In this study, gene-environment interaction on elevated CBIgE was found between IL4 rs2243250 and maternal atopy. Maternal atopy has been reported to modify cord blood immune response and it may provide an intrauterine environment that influences fetal immune development and results in allergic predisposition [23,24,25]. IL4 gene polymorphism affects cytokine IL4 levels [26]. How maternal atopy interacts with IL4 gene variants to enhance antenatal IgE production need future biological studies.

Our study confirmed the independent role of IL13 rs20541 and rs1295686 on CBIgE elevation, and also found the association of cesarean section and male gender with elevated CBIgE levels, consistent with previous reports [3, 5,6,7, 27]. However, no interactions were identified among them. To date, only a few studies have explored gene–gene and gene-environment interactions on CBIgE elevation. One study in a predominantly black sample reported that three IL13 SNPs (rs1295686, rs1800925 and rs206974) could jointly influence CBIgE concentration [3]. One study in a birth cohort in Korea identified interactions between reactive oxygen species genes, prenatal exposure to home renovation and maternal atopy on CBIgE response [28]. Another study, in a Chinese population in Taiwan, found that IL13 rs20541, male sex and prenatal environmental tobacco smoke interacted on antenatal IgE production [5]. In this study, we found a four-way genetic interactions among IL13 rs20541, IL13 rs1800925, IL4 rs2243250 and ADRB2 rs1042713, and a two-way gene-environment interactions between IL4 rs2243250 and maternal atopy on CBIgE elevation. The variation of the gene–gene and gene-environment interactions on fetal IgE production may be in part explained by different populations and different genetic and environmental factors focused in different studies.
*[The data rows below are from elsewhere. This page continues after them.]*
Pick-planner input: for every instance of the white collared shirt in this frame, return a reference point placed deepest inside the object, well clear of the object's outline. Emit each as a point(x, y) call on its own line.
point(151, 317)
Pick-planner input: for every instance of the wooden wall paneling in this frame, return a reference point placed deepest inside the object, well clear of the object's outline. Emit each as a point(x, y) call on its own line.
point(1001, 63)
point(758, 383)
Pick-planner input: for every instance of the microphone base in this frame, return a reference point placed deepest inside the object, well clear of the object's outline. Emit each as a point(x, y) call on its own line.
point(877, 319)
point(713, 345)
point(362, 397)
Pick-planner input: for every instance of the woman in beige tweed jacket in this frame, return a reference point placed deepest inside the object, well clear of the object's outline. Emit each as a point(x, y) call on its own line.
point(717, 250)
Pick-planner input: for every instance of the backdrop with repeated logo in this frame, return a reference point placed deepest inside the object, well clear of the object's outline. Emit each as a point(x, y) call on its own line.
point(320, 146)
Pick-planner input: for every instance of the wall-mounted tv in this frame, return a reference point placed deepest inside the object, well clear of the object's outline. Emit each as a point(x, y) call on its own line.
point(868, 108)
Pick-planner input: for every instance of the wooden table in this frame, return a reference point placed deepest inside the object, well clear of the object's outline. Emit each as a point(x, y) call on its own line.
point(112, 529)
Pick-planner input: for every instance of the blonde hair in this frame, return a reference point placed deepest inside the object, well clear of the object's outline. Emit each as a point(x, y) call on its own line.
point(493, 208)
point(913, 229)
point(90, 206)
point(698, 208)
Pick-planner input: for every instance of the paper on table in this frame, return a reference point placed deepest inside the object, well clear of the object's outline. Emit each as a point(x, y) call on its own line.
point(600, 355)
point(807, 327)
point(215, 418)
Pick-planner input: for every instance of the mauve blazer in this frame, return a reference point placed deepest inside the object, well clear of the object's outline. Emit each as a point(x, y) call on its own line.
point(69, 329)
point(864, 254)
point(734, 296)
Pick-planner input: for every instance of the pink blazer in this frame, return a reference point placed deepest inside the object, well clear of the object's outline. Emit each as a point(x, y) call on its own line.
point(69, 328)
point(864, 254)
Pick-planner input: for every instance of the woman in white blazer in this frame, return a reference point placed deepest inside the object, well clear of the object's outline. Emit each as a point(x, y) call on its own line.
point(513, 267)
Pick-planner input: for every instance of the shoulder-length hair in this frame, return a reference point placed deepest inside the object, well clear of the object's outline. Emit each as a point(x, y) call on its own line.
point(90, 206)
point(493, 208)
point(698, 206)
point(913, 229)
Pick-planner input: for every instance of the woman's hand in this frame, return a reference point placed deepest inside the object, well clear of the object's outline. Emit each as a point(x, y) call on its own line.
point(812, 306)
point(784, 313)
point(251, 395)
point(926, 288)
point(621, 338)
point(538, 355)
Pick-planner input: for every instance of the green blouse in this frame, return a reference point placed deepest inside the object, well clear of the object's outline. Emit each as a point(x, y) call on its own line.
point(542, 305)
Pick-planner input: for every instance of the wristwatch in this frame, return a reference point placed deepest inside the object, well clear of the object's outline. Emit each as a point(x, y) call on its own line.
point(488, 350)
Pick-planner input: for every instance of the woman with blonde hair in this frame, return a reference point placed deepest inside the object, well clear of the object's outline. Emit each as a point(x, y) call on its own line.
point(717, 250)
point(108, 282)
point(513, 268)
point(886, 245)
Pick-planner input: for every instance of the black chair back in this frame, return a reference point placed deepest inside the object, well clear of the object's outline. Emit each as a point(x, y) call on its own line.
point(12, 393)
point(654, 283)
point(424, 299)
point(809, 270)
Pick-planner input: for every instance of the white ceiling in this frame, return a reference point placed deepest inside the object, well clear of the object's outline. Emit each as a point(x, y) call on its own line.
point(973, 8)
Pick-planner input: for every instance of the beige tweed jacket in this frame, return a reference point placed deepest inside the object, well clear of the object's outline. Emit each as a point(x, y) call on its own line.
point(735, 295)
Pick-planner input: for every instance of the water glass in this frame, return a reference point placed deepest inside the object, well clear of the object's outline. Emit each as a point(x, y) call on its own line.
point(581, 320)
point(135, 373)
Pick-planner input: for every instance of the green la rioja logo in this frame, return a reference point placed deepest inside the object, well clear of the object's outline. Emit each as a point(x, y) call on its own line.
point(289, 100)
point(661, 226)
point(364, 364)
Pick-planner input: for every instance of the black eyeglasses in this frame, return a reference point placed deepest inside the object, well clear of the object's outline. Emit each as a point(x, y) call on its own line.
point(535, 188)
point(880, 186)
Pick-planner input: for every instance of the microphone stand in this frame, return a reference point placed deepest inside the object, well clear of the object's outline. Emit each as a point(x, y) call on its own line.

Therefore, when we move forward to identify constellations of interacting genes and environments that influence antenatal IgE production, replication studies in different populations are required.

There are some limitations in this study. First, only five genes (IL13, IL4, IL4RA, FCER1B and ADRB2) were chosen as candidate genes. However, these five genes are susceptible genes of asthma and atopy replicated in more than ten different studies [9], and our previous study has found that gene–gene interactions on asthma exist between these genes in Chinese Han children [13]. Second, the subjects’ environmental exposures were evaluated using a self-reported questionnaire, which might lead to an underestimation of the associations of certain environmental exposures. Genes and environmental factors interact to elevate CBIgE concentrations [5,6,7], with the heritability estimated around 84–95% [8]. In our future studies, more candidate genes especially those from genome-wide association studies should be included and direct measurement of certain environmental exposures is needed. Third, cord blood IgA concentrations were not measured to exclude subjects whose circulation was contaminated by maternal blood. However, previous studies using cord blood IgA levels as an indicator of maternal contamination have reported a very low rate of contamination [29]. Therefore CBIgE is unlikely to be contaminated by maternal IgE [3].

In summary, Gene–gene interaction between IL13 rs20541, IL13 rs1800925, IL4 rs2243250 and ADRB2 rs1042713, and gene-environment interaction between IL4 rs2243250 and maternal atopy begin in fetal stage to increase IgE production in Chinese Han children. After future functional and replication studies, these findings may be translated into specific strategies for early prediction and prevention of allergy.